John Edward Walsh (4 December 1912 – 20 May 1980) was an Australian cricketer who played nearly all of his cricket in England.

An aggressive late-order left-handed batsman and a bowler of slow left-arm wrist-spin and googlies (of two varieties), Walsh was brought out of Australian club cricket in 1936 to play as one of the professionals in the side taken by the Nottinghamshire cricket impresario Sir Julien Cahn to tour Sri Lanka. Cahn's sides played some first-class matches on this and other tours and in English seasons across the 1930s and over the next three years, Walsh took more than 600 wickets for Cahn's sides, touring New Zealand in 1938-39 and playing three seasons in England. He also played a few county matches as an amateur for Leicestershire.
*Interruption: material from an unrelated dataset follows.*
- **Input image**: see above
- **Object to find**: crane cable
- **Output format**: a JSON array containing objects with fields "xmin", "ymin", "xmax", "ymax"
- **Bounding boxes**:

In 1946, with Cahn having died, Walsh returned to England and became for the next 10 years a professional with Leicestershire, regularly being the county's highest wicket-taker and enlivening many innings with a robust approach to batting. He took more than 100 wickets in seven of those seasons and his total of 170 wickets in 1948 is still the Leicestershire county record for a single season. In 1952, he also scored 1106 runs, to complete the all-rounder's double for the season. He bowled left-handed wrist spin, with two googlies: "one, which could easily be detected, to lull the batsman into a sense of security, when he would unleash the other, which was calculated to deceive even the greatest batsmen".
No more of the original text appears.